The Lac du Poisson Blanc (in English: Poisson-Blanc Lake) is a freshwater body of the municipality of Notre-Dame-du-Laus, in the Antoine-Labelle Regional County Municipality (MRC), in the administrative region of Laurentides, in Quebec, in Canada.

== Geography ==
Lac du Poisson-Blanc is located 7.4 km east of Lac Sainte-Marie which is a widening of the Gatineau River. The "Sables reservoir" is juxtaposed to the north of Lac du Poisson-Blanc.

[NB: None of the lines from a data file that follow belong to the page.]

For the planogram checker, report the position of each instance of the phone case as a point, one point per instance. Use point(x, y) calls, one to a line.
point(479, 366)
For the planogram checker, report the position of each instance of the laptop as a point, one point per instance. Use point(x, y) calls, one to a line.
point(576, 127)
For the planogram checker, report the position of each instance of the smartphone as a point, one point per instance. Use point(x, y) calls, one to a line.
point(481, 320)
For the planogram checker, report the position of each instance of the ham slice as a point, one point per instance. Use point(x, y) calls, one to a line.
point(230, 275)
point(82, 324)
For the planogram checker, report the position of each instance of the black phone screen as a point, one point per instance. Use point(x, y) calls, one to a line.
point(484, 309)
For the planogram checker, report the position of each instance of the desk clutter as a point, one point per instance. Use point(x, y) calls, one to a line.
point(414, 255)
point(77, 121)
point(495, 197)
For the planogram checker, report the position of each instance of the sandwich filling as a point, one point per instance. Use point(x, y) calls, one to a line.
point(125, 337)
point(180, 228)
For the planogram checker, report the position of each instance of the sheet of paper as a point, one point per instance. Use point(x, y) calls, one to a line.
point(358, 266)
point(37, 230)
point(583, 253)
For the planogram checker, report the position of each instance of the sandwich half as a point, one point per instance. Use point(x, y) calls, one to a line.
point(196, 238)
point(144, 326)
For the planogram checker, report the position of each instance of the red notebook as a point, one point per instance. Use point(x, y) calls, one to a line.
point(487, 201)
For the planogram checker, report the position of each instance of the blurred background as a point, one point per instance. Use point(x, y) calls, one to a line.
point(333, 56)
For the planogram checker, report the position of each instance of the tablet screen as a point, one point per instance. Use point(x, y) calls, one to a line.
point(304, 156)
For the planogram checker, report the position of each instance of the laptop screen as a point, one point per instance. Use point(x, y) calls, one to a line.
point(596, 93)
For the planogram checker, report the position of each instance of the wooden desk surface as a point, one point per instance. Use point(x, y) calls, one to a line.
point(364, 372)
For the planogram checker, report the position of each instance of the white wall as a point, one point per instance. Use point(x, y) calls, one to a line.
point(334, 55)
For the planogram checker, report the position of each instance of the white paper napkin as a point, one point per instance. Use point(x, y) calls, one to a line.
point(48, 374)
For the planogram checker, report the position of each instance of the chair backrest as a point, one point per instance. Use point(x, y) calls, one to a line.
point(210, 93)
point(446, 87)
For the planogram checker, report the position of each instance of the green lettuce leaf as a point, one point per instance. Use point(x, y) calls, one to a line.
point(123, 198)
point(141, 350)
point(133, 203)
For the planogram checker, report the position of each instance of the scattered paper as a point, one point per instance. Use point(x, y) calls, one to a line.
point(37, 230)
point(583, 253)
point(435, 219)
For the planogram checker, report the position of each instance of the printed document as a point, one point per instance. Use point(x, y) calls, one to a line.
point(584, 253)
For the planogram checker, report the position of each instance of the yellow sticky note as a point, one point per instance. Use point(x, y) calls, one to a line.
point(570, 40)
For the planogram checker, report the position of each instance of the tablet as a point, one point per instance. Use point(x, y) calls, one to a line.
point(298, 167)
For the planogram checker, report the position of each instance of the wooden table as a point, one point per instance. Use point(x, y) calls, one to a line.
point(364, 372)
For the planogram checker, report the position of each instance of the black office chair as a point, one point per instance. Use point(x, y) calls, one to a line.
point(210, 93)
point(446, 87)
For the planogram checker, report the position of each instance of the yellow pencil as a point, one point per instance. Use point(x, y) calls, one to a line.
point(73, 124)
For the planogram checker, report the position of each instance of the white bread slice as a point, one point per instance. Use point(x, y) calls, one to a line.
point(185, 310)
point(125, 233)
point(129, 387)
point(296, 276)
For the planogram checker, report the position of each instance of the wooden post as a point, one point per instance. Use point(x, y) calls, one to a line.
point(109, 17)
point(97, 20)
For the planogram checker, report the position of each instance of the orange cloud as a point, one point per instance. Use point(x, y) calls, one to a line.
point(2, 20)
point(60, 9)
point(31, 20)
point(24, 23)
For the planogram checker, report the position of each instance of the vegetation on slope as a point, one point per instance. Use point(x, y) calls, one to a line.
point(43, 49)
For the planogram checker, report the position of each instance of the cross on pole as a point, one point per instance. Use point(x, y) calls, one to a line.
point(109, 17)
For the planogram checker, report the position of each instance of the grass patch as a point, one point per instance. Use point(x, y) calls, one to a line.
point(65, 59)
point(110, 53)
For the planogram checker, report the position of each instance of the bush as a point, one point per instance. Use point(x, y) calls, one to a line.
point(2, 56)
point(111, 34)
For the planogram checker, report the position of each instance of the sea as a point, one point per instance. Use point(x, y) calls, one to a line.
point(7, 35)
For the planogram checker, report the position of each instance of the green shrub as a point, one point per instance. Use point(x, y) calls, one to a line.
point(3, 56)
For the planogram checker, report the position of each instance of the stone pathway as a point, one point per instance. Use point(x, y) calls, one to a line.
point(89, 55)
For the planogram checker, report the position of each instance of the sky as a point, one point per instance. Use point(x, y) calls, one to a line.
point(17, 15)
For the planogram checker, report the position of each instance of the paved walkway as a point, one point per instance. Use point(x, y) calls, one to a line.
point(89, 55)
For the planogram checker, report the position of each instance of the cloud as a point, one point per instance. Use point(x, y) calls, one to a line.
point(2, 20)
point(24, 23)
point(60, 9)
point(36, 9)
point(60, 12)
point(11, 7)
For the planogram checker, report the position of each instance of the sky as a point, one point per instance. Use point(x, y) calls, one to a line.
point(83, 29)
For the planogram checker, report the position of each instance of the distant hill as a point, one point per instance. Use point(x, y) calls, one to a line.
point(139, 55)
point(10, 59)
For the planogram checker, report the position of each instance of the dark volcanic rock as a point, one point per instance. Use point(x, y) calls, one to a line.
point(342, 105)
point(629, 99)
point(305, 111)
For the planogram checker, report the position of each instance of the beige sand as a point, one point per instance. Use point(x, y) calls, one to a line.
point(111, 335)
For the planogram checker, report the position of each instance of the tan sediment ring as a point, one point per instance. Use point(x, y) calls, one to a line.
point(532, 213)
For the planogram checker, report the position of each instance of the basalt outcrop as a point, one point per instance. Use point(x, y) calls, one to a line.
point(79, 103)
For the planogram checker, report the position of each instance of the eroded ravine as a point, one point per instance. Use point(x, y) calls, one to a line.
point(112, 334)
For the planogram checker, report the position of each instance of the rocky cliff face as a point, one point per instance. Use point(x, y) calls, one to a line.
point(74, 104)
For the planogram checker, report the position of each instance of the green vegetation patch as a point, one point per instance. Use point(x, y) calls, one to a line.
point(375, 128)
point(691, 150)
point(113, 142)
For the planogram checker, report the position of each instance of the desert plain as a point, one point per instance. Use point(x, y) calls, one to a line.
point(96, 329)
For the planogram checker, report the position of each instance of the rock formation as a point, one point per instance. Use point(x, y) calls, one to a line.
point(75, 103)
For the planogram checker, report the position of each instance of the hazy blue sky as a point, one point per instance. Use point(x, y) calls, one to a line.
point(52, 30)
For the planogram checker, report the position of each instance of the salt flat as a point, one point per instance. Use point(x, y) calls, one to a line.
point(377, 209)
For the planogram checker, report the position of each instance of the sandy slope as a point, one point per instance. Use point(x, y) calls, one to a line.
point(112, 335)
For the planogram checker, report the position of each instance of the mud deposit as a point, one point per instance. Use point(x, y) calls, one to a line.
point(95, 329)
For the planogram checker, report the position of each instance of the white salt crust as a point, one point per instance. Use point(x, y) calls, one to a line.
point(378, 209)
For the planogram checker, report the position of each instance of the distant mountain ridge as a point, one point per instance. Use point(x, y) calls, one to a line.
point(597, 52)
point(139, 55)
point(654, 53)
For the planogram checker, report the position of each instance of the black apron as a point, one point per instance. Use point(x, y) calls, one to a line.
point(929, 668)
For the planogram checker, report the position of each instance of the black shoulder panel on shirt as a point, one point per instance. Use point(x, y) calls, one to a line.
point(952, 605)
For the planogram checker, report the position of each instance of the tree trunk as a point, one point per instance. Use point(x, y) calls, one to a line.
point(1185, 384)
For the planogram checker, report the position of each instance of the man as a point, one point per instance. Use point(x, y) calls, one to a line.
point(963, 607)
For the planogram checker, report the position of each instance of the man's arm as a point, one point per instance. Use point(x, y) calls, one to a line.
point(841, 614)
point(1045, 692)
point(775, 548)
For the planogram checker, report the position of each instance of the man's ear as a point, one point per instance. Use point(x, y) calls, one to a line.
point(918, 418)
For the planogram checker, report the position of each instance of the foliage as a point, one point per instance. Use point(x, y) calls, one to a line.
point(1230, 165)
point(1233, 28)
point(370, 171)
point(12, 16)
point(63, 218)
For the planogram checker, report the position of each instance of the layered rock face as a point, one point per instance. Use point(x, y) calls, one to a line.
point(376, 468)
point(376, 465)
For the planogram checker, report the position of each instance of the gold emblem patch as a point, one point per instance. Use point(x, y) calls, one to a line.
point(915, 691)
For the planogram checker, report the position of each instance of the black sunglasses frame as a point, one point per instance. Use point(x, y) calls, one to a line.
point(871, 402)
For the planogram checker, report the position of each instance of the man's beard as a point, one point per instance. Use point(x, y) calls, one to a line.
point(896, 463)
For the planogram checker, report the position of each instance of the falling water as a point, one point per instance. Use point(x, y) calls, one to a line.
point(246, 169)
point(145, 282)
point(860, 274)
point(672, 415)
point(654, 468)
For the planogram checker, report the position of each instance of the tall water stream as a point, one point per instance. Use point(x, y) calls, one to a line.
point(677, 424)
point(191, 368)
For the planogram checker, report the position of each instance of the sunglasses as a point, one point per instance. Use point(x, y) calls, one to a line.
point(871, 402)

Lac du Poisson-Blanc is a tributary of the Lièvre River which is a tributary of the Ottawa River.

Covering an area of 85 km2, Lac du Poisson-Blanc is a freshwater reservoir that extends into the townships of Blake, Bigelow, Bowman and Hincks.

In 1928, a dam was erected on the Lièvre River created this reservoir, 25 km long and 4 km wide, thus enlarging the original Poisson-Blanc lake.

== Toponymy ==
The toponym "Lac du Poisson-Blanc" was formalized in 1931 to designate this reservoir, using the name of the original lake. The name of the lake was mentioned in 1914 by Eugène Rouillard. The name of the lake refers to the white fish that are abundant in its waters. The general name "Poisson Blanc" (White fish) refers to freshwater fish with pale, soft and rather bland flesh. For example, lake whitefish (Coregonus clupeaformis) which is a cold freshwater salmonid, is also commonly referred to as "white fish".

In 1914, on page 339 of his "Dictionary of rivers and lakes of the Province of Quebec", the explorer Rouillard relates that "In one of the bays of this lake is a remarkable cave called" The grotto of the Church". Its depth is estimated at 500 feet, while at a distance of 40 feet from the entrance, it measures 20 feet in height and width”.

The toponym "lac du Poisson-Blanc" was made official on 5 December 1968 at the Place Names Bank of the Commission de toponymie du Québec.